As summer advances in the southern hemisphere the huge Leiv Eiricsson drilling rig has been towed half way round the world from Greenland to begin a new round of drilling for two rivals, Falkland Oil and Gas and Borders & Southern.
And there is a growing possibility that the Islands could be at the centre of a boom to rival that of the early North Sea fields in the Sixties and Seventies, though investors know that such frontier exploration can be high risk.
Whatever the results this means booming business for the Falklands and all those support and logistics companies operating from the Islands for quite a few years to come. The Leif Eiricsson rig only costs over a million dollars per day to run, plus all the subsidiary services and goods to be provided.
And 2012 not only does it mark the anniversary of the Falklands conflict, it is also 160 years since the foundation of the Falkland Islands Holding Company which operates a range of businesses on the islands from stevedoring and insurance to shops, car showrooms and tourist boat trips.
Chairman David Hudd says it is a very exciting time for the company, the Islands and the Islanders and his company stands to be a winner whatever the outcome of drilling.
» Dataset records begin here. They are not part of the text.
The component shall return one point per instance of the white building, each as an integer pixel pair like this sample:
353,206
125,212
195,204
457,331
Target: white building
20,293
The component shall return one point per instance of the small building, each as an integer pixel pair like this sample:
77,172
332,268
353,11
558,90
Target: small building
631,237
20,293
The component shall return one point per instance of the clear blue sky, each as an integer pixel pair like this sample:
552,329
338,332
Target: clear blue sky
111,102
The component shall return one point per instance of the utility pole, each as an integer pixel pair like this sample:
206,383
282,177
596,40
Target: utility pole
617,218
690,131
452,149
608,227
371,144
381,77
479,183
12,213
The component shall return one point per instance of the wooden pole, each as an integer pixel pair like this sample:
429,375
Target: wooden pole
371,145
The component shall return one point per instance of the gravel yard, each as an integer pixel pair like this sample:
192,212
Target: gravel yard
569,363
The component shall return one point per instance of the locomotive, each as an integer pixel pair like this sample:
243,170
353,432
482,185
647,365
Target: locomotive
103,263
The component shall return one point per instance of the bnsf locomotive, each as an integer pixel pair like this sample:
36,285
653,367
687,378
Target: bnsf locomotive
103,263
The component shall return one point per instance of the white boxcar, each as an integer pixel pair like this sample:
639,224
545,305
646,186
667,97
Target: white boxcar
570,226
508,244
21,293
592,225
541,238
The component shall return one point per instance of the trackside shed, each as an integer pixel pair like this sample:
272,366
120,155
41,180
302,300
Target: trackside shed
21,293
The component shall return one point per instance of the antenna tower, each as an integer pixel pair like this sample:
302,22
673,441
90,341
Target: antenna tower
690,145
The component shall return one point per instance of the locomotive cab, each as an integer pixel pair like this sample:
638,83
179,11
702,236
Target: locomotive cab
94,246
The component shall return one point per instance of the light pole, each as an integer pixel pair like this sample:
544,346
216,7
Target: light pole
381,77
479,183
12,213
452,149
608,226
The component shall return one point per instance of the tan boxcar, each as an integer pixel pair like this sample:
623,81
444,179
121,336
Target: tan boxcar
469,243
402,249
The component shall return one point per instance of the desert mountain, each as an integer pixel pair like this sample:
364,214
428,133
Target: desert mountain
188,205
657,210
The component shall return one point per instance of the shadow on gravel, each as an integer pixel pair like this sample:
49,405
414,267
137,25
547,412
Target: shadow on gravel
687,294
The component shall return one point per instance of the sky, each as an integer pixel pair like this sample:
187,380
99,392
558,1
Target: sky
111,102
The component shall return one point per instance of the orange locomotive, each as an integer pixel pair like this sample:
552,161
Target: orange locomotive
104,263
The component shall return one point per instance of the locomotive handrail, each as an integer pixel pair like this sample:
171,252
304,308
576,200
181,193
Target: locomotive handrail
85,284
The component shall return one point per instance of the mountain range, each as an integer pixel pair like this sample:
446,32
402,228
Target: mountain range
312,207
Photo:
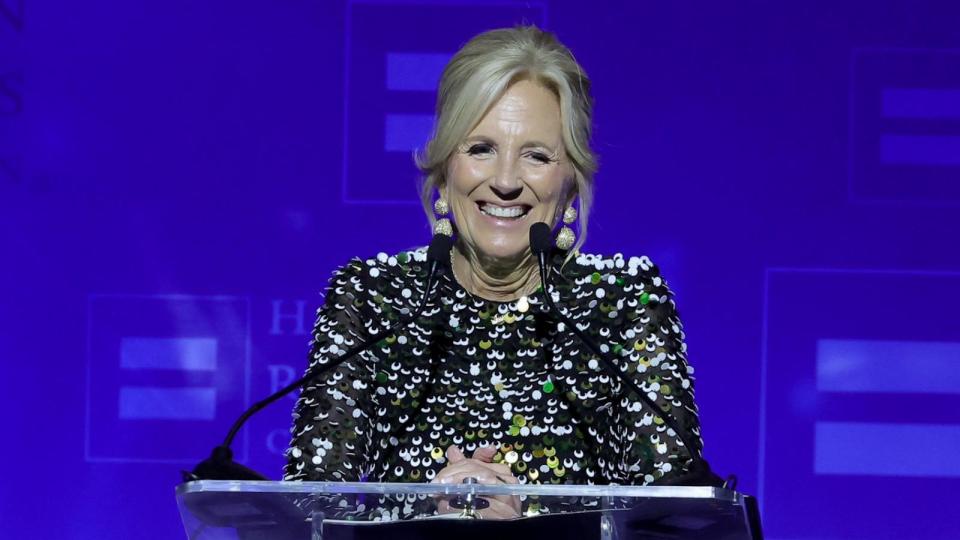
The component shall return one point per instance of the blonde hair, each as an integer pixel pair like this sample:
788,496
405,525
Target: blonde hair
479,74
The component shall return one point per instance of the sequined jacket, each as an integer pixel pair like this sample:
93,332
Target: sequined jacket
473,372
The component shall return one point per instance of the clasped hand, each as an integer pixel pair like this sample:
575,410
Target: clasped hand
481,467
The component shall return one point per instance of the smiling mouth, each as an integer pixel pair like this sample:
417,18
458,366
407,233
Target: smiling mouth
504,212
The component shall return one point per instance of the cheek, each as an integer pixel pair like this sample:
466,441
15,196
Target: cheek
465,173
551,186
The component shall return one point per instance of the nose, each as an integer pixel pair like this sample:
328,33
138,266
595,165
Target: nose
507,184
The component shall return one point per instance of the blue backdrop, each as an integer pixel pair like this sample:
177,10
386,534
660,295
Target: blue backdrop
179,179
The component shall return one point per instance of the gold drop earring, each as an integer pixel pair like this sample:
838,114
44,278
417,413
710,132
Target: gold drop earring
442,224
566,238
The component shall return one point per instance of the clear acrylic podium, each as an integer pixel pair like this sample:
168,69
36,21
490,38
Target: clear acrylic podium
256,510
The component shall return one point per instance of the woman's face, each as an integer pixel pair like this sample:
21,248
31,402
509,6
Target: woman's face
511,172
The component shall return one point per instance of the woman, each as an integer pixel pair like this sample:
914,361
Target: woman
486,383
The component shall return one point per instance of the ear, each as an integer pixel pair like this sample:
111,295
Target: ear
572,192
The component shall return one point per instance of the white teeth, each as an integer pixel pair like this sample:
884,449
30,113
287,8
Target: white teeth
496,211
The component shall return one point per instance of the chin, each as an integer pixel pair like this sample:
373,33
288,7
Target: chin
505,251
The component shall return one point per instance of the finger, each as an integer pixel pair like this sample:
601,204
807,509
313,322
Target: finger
454,454
472,467
459,474
485,453
499,509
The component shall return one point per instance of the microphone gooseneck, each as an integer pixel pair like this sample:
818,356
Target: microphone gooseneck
220,464
540,245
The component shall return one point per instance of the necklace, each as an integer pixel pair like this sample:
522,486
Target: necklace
522,303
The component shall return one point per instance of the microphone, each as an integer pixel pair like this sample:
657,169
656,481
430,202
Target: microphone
700,473
220,464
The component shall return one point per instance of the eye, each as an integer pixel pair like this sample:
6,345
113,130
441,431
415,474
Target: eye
479,149
539,157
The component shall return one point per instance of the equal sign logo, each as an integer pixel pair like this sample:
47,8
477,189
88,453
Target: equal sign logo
394,53
165,373
905,126
897,372
860,404
188,356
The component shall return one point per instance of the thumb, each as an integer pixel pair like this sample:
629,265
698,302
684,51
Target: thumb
454,454
485,453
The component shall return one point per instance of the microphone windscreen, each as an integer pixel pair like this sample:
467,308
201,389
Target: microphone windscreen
439,250
540,238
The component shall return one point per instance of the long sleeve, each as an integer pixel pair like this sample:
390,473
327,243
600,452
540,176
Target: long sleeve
332,431
651,351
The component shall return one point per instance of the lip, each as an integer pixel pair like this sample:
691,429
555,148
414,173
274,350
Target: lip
501,222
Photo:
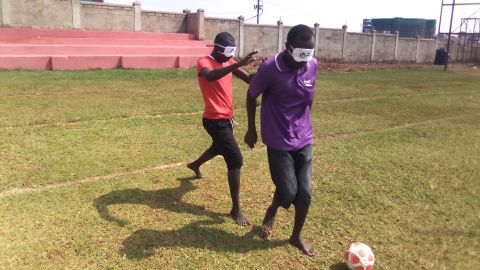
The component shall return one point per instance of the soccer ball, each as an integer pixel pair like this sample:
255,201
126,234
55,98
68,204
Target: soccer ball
359,257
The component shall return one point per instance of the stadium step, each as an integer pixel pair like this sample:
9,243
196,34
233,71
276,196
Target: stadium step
48,49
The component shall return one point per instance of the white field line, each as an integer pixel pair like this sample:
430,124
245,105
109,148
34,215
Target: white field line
81,122
20,191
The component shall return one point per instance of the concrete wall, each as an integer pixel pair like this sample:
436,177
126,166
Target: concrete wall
407,49
37,14
384,48
166,22
95,16
262,37
213,26
426,50
358,47
332,44
1,13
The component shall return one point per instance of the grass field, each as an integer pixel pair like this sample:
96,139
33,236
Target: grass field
92,173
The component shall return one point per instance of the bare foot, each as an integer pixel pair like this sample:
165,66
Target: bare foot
304,247
196,170
239,218
268,221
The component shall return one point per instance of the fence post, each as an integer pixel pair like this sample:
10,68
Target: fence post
137,15
280,36
6,13
344,41
200,29
317,39
395,52
76,15
418,49
241,37
372,54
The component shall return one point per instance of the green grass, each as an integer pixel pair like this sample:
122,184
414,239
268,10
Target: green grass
396,166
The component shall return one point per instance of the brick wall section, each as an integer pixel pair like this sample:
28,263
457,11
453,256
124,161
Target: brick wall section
262,37
213,26
384,48
358,47
164,22
406,49
95,16
330,44
50,14
100,16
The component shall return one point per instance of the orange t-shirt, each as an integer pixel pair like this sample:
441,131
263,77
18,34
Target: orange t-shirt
217,95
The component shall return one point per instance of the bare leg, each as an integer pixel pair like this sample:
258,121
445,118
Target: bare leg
269,218
295,239
234,185
195,166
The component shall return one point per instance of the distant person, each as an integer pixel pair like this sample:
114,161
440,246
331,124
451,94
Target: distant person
286,83
215,79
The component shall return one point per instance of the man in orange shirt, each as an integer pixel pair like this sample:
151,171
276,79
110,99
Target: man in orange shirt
215,79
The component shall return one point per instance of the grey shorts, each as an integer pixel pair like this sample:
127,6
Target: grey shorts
291,172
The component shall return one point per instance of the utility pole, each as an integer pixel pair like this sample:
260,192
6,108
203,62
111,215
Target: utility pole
258,7
449,37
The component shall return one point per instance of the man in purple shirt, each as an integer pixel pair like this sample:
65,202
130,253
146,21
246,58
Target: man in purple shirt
286,83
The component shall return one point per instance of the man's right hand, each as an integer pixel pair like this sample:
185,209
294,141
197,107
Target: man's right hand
248,59
251,138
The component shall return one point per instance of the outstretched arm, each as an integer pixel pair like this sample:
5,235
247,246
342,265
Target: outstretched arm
251,136
215,74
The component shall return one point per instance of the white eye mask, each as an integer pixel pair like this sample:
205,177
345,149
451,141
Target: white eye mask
302,55
228,51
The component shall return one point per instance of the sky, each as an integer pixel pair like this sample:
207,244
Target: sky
329,14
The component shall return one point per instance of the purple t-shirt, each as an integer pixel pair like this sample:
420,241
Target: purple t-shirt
287,96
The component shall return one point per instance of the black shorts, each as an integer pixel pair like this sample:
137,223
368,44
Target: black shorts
291,173
224,143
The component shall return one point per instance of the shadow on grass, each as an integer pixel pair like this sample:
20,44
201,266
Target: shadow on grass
169,199
339,266
143,243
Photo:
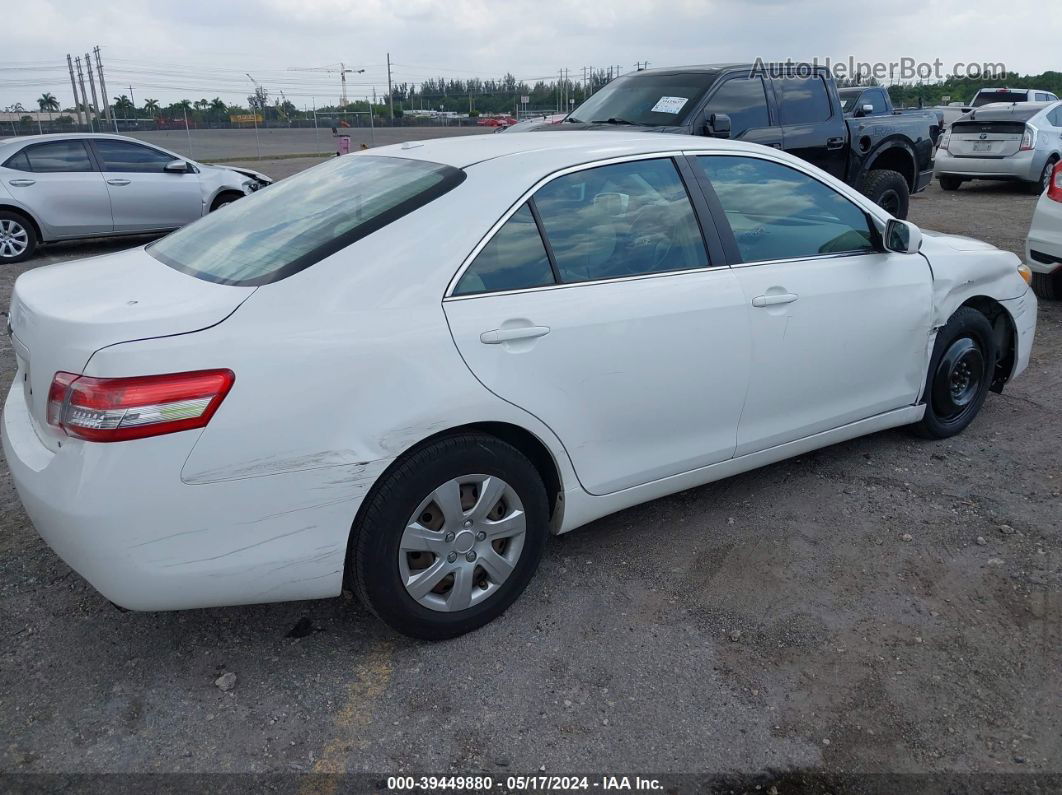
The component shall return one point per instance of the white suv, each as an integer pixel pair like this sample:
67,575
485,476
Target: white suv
1018,142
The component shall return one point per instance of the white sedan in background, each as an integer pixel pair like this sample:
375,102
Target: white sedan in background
403,370
78,185
1043,248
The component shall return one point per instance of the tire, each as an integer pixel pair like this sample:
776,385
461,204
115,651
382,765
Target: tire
888,189
18,239
223,199
1047,286
445,586
1045,178
960,374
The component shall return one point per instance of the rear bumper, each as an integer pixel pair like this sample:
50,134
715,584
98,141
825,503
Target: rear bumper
1024,167
119,515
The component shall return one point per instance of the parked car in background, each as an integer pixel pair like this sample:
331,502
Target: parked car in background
79,185
994,96
861,101
1043,247
1017,142
791,107
288,396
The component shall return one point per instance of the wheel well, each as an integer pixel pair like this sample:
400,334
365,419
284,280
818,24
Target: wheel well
28,217
1006,336
895,159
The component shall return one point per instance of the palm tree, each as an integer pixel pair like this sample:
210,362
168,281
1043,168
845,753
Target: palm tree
124,105
48,103
218,107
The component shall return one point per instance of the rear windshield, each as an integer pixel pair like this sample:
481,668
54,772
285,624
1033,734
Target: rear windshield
649,99
289,226
986,98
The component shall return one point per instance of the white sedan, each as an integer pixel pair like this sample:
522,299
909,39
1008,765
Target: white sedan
404,369
80,185
1043,247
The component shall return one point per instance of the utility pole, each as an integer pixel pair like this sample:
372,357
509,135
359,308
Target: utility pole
391,96
73,87
84,97
103,88
91,84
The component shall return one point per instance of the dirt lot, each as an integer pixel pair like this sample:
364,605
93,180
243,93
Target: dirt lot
776,627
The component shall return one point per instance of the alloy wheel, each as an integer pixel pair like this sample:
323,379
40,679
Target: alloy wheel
462,542
14,239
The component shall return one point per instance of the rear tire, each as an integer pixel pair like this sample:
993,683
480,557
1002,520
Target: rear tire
888,189
1047,286
18,239
960,374
429,556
It has a direct stake of nearly 6% in Falkland Oil and Gas but stands to benefit if a rival strikes it rich because of its key role in the local economy and what could turn out to be lucrative property and land holdings.
Founded in 1852 with a Royal Charter, FIH has undergone a number of changes of ownership and was floated on the junior Aim market in 1998, with a current stock market value of £26million.
The view of the company, which also owns the Portsmouth Harbour Ferry Company in England and London-based art transport and storage specialist MoMart, is that there is an 85% chance of commercial oil production.
Although the infrastructure has been much improved since the war, there are few hotels, no civilian air terminal and only limited flights.
If oil is discovered it would trigger huge demand for additional flights and accommodation, creating big opportunities for FIH to develop its own services and work alongside companies brought in for major projects.
The Falklands already attract more than 50.000 visitors a year eager to see the region’s amazing wildlife.
Hudd said: “This is looking to be something on the verge of being very exciting. It could be very, very big, running into billions of pounds.” But he cautioned: “It is not going to happen overnight. We are talking over a decade.”